Atlanta flooding

Floods can and do kill people

Flooding may not be sexy compared to imagery of Cat-4 hurricanes and EF-5 tornadoes. But flooding is a top killer! Flooding takes more lives each year than hurricanes, lightning, or tornadoes.

Yes, we ALL just want to get home or to wherever we’re going. But if you drown you never get there.

We’ve seen it all over the news recently with Ida in Louisiana/Mississippi and in New York/New Jersey etc. and from a separate system in Tennessee. And yet, and yet and yet....

All the dead people said that, too.

People keep walking and driving into flood waters (including last night in Metro Atlanta) because “it won’t happen to me”, “this is different”, “I can make it I can do this”, “its not that deep, I know this area”, “I don’t want to be late”, “I am tired and just want to go home” etc.

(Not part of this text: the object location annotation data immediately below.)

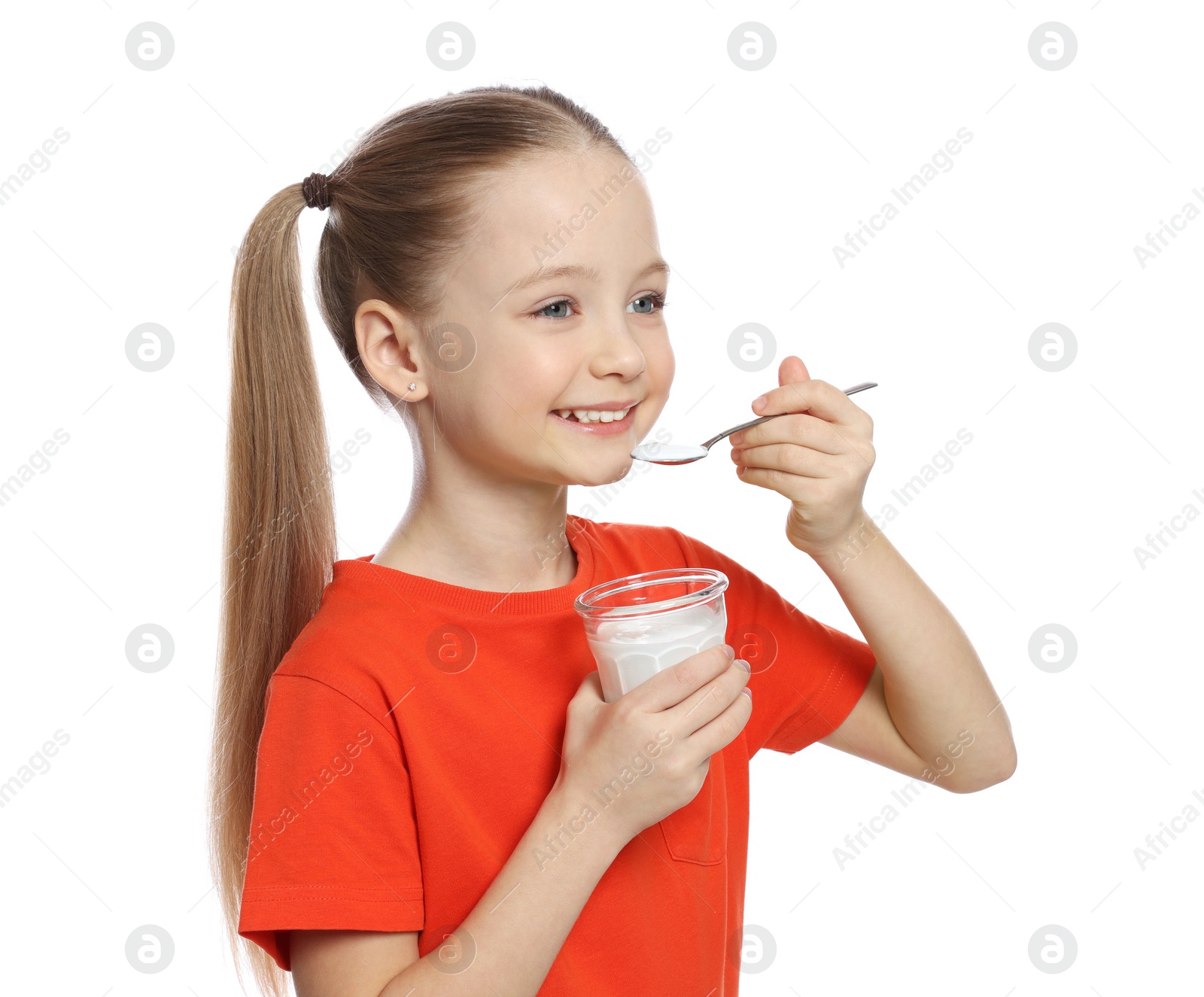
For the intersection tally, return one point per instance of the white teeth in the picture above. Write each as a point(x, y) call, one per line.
point(593, 415)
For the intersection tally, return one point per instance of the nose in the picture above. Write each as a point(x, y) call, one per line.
point(617, 352)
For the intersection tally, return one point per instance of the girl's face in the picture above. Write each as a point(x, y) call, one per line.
point(561, 300)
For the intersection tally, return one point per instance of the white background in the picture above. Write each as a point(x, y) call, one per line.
point(1035, 523)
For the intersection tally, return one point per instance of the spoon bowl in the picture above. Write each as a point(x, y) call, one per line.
point(671, 454)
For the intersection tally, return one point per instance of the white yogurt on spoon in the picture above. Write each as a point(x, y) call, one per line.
point(667, 453)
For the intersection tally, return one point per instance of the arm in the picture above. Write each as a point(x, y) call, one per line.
point(505, 945)
point(930, 710)
point(929, 700)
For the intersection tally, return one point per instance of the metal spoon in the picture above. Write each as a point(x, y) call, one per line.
point(667, 453)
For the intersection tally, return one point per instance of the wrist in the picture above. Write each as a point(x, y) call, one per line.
point(849, 545)
point(571, 814)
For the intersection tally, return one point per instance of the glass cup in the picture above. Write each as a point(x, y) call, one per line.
point(643, 624)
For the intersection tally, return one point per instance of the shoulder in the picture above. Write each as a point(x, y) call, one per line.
point(354, 642)
point(631, 541)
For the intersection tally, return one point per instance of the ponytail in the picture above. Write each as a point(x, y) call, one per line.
point(403, 208)
point(280, 533)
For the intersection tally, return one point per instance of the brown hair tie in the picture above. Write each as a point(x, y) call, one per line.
point(316, 192)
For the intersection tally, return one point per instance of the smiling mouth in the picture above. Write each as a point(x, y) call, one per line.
point(594, 415)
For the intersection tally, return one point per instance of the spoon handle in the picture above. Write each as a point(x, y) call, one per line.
point(853, 391)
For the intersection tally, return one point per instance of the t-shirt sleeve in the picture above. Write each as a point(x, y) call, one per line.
point(334, 840)
point(807, 676)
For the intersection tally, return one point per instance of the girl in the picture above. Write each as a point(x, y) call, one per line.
point(417, 786)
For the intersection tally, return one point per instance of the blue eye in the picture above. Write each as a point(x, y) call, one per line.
point(658, 304)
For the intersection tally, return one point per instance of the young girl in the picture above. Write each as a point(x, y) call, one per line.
point(417, 786)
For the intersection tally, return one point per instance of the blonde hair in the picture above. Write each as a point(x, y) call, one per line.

Water does not have to be chest high or even waist deep to lift and float even a heavy car or a person.

SOPE CREEK rose 17 feet:

And even a small amount of water covering a sidewalk, road, or path can hide a hazard beneath you can’t see:

In my 40+ year experience in the weather biz most of the worst floods come with little or no warning and often without a Flash Flood Watch ever having been issued, and many warnings come only after flooding has begun.

This is because the heaviest rains (except for tropical systems) are often from small localized thunderstorms or mesoscale developments surface or aloft that are very difficult to forecast, rather than from large-scale systems which are more predictable.